Battery Maker Eyes India's $300 Billion Lithium-Ion Market
(Bloomberg) -- Amara Raja Batteries Ltd., India’s second-biggest traditional battery maker by value, will build a lithium-ion assembly plant as it seeks to grab a slice of the market for electric vehicle power packs that is set to grow to $300 billion by 2030.
The battery maker is in the process of building a 100 megawatt-hour assembly plant in the southern state of Andhra Pradesh and the company is working closely with the Indian Institute of Technology in Chennai, Chief Executive Officer S. Vijayanand said in an interview in New Delhi.
“There’s incubation work going on because we are at a beginning stage both from the market-demand and product-development perspective,” Vijayanand said. “We are very focused on building solutions for the early stage of electrification of vehicles and work with the OEM programs at the same time.”
In India, where about 3 million fossil fuel-powered passenger vehicles sell annually, automakers including Mahindra & Mahindra Ltd., Tata Motors Ltd. and Ashok Leyland Ltd. are making EVs.

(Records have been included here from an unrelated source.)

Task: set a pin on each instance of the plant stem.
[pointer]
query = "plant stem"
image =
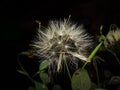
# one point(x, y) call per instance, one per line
point(67, 68)
point(24, 69)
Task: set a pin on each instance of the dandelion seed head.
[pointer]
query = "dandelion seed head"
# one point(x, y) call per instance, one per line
point(62, 40)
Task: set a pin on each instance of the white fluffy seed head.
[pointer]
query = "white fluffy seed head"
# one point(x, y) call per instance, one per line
point(62, 40)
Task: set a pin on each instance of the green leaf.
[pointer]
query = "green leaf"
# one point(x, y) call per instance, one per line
point(22, 72)
point(43, 65)
point(81, 80)
point(40, 86)
point(44, 77)
point(56, 87)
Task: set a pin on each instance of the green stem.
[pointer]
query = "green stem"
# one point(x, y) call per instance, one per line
point(93, 54)
point(97, 74)
point(24, 69)
point(67, 68)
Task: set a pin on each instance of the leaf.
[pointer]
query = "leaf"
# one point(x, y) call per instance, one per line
point(44, 77)
point(40, 86)
point(43, 65)
point(56, 87)
point(22, 72)
point(81, 80)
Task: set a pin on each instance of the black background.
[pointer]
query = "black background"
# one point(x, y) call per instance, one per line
point(18, 26)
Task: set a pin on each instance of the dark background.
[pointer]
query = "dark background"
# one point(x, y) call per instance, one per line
point(18, 26)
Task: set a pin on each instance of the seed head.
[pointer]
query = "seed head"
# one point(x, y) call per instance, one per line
point(62, 40)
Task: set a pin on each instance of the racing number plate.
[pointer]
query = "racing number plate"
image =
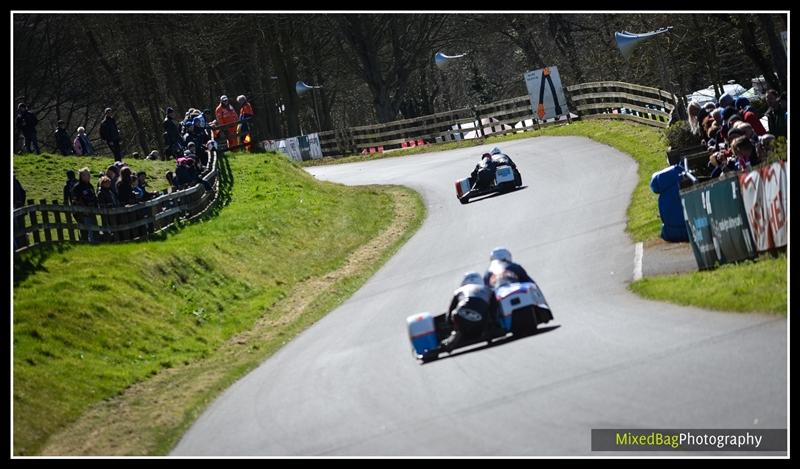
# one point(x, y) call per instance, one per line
point(504, 174)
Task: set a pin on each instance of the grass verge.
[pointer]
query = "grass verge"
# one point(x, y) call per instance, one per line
point(43, 176)
point(744, 287)
point(642, 142)
point(118, 347)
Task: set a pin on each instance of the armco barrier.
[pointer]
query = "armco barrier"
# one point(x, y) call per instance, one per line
point(764, 197)
point(717, 221)
point(43, 223)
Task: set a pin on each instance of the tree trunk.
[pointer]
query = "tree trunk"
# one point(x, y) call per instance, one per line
point(776, 50)
point(116, 80)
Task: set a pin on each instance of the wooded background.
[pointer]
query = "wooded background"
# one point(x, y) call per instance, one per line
point(374, 68)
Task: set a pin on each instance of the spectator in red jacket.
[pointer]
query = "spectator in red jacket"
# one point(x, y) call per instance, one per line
point(226, 114)
point(742, 106)
point(245, 114)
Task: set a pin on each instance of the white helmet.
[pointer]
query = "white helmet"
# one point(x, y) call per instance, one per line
point(500, 254)
point(472, 278)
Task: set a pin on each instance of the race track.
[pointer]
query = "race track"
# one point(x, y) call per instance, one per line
point(349, 385)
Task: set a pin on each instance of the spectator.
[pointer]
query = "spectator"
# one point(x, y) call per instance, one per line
point(71, 181)
point(692, 111)
point(748, 131)
point(141, 177)
point(138, 192)
point(110, 134)
point(19, 193)
point(105, 196)
point(82, 144)
point(776, 114)
point(743, 150)
point(197, 140)
point(26, 121)
point(62, 139)
point(742, 106)
point(725, 100)
point(245, 115)
point(113, 174)
point(125, 187)
point(208, 118)
point(83, 195)
point(717, 115)
point(170, 177)
point(172, 135)
point(226, 116)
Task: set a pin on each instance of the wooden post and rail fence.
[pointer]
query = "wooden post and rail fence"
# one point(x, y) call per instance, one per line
point(46, 223)
point(603, 99)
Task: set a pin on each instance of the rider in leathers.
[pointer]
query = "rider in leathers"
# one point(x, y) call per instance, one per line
point(470, 310)
point(483, 174)
point(501, 158)
point(502, 270)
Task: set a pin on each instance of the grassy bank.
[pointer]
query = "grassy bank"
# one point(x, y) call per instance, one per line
point(745, 287)
point(642, 142)
point(97, 322)
point(43, 176)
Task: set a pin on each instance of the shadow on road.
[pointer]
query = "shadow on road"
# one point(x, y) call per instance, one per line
point(496, 194)
point(495, 343)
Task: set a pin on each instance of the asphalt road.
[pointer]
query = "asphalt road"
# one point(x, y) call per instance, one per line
point(349, 385)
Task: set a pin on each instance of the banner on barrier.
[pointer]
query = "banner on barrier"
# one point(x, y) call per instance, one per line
point(718, 224)
point(302, 148)
point(729, 222)
point(699, 225)
point(764, 198)
point(774, 177)
point(753, 198)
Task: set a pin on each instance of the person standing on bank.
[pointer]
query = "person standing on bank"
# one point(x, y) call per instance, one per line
point(110, 134)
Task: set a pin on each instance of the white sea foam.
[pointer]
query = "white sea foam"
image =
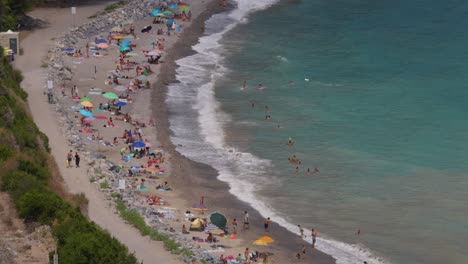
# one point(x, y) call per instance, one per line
point(198, 126)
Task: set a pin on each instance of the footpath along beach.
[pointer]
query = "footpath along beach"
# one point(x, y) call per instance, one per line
point(109, 77)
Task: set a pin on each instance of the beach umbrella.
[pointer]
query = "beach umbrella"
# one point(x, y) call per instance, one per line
point(116, 29)
point(99, 41)
point(263, 241)
point(218, 219)
point(139, 144)
point(124, 48)
point(119, 104)
point(110, 96)
point(142, 78)
point(102, 46)
point(120, 88)
point(86, 113)
point(86, 104)
point(155, 12)
point(85, 99)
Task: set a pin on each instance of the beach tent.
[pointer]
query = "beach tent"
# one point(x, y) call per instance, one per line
point(218, 219)
point(197, 225)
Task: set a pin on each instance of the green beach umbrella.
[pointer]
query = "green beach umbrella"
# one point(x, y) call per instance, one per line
point(218, 220)
point(111, 96)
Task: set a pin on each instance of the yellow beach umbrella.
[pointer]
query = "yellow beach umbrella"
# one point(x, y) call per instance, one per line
point(86, 104)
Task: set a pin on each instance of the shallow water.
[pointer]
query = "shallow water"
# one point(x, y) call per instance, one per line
point(381, 114)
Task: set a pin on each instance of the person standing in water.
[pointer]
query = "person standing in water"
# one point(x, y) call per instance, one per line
point(266, 224)
point(69, 158)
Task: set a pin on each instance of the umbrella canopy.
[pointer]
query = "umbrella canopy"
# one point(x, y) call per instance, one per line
point(139, 144)
point(86, 113)
point(218, 219)
point(155, 12)
point(142, 78)
point(120, 88)
point(119, 104)
point(86, 104)
point(99, 41)
point(102, 45)
point(124, 48)
point(110, 96)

Overseas companies such as Hyundai Motor Co. and Suzuki Motor Corp. are considering entering the new segment as the government plans to have green vehicles comprise about a third of its fleet by 2030. However, the shift will be gradual as India needs to push for EVs in a consistent manner over a long period of time and ensure that automobile jobs stay unaffected, according to government think-tank NITI Aayog.

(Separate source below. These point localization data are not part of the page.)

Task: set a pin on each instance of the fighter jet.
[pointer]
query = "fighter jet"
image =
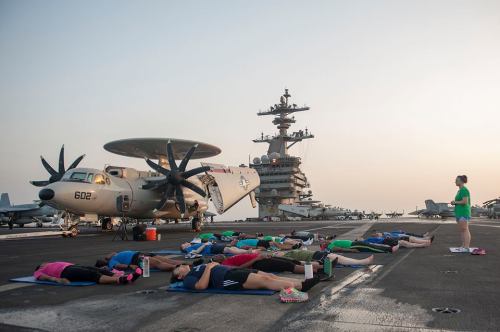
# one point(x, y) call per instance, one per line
point(24, 213)
point(170, 191)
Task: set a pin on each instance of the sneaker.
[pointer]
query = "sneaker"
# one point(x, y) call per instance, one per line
point(292, 295)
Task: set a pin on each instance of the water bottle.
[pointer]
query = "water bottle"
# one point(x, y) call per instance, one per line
point(145, 267)
point(308, 270)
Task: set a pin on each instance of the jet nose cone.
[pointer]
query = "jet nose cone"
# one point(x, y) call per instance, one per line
point(46, 194)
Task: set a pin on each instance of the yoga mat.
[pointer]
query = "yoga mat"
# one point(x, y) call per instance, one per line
point(456, 250)
point(32, 280)
point(178, 287)
point(168, 252)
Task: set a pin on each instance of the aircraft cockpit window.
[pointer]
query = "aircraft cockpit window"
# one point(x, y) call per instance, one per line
point(78, 176)
point(99, 179)
point(90, 176)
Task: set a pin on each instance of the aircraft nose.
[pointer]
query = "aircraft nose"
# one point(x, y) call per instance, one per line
point(46, 194)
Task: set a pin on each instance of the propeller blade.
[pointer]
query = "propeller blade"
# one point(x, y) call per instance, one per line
point(76, 162)
point(40, 183)
point(61, 161)
point(154, 184)
point(158, 168)
point(179, 195)
point(194, 188)
point(48, 167)
point(195, 171)
point(185, 160)
point(170, 156)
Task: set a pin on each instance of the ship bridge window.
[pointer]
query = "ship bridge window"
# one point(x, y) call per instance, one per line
point(78, 177)
point(99, 179)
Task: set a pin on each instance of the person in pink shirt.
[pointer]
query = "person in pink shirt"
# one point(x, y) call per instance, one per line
point(64, 273)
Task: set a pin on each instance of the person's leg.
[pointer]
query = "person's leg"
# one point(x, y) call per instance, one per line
point(164, 259)
point(413, 239)
point(155, 263)
point(261, 281)
point(351, 261)
point(406, 244)
point(463, 226)
point(236, 251)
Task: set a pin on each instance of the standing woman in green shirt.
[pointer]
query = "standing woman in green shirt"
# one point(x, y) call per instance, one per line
point(462, 205)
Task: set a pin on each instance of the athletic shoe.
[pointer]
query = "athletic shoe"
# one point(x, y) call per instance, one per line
point(291, 295)
point(309, 283)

The country’s EV policy should be geared toward two-wheelers, three-wheelers and public transportation as it has a relatively low rate of car ownership, planning body NITI Aayog said in June. The government also needs to support the creation of charging infrastructure.

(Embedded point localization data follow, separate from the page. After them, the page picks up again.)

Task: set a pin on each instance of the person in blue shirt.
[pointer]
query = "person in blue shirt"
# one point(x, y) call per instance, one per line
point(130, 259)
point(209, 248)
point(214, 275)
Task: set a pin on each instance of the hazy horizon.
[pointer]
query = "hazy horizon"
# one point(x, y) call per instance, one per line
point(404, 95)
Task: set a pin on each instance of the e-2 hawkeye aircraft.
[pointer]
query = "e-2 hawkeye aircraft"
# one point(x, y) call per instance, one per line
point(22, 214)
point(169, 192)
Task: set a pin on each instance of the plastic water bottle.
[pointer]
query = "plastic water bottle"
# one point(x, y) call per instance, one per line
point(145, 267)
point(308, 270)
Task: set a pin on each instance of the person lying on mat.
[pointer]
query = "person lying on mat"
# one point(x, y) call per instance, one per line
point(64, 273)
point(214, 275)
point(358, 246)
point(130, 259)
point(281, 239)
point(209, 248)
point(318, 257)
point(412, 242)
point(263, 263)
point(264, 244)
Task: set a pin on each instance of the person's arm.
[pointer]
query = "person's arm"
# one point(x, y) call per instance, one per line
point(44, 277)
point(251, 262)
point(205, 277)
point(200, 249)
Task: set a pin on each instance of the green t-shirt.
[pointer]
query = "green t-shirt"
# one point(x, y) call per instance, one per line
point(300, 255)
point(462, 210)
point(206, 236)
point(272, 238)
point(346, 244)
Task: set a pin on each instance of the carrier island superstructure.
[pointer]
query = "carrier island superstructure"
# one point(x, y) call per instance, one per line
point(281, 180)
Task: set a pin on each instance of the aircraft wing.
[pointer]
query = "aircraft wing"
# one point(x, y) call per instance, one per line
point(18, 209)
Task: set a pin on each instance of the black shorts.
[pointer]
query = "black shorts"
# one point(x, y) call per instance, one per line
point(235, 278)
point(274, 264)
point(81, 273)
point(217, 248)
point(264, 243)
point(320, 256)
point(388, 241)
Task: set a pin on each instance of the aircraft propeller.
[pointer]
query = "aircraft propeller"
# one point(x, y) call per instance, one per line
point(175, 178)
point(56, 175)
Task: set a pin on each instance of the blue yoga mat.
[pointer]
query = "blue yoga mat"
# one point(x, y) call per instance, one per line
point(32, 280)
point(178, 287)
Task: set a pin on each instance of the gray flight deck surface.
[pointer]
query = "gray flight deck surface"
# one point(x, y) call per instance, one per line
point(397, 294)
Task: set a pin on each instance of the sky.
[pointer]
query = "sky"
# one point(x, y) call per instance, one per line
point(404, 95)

Amara Raja expects the market for supplying batteries to e-rickshaws, small privately-owned three-wheeler taxis, to grow at a compounded rate of about 20 percent over the next five years. The new lithium ion pack assembly is expected to generate business by the end of this financial year, ending March 2019, he said.
“Currently there’s no lithium-ion battery cell production plant in India. Amara Raja will still have to import cells from manufacturers like LG Chem and Panasonic to assemble the packs,” said Ali Izadi-Najafabadi, head of intelligent mobility at Bloomberg NEF. “It’s target annual assembly volume is small. This suggests Amara Raja is primarily interested in winning demand from the second phase of the FAME scheme which is expected to subsidize a limited number of electric buses and three-wheelers.”
Prime Minister Narendra Modi will this week announce the second phase of the country’s Faster Adoption and Manufacturing of (Hybrid &) Electric Vehicles (FAME) program, the Press Trust of India reported Wednesday. The 55 billion-rupee ($765 million) program seeks to give incentives for adoption of EVs.
By 2040, more than half of all new car sales in the world and a third of the planet’s automobile fleet -- equal to 559 million vehicles -- will be electric, according to a global outlook published in May by Bloomberg New Energy Finance. BNEF expects EVs to comprise about 7 percent of vehicle sales in India by 2030 and 27 percent in 2040.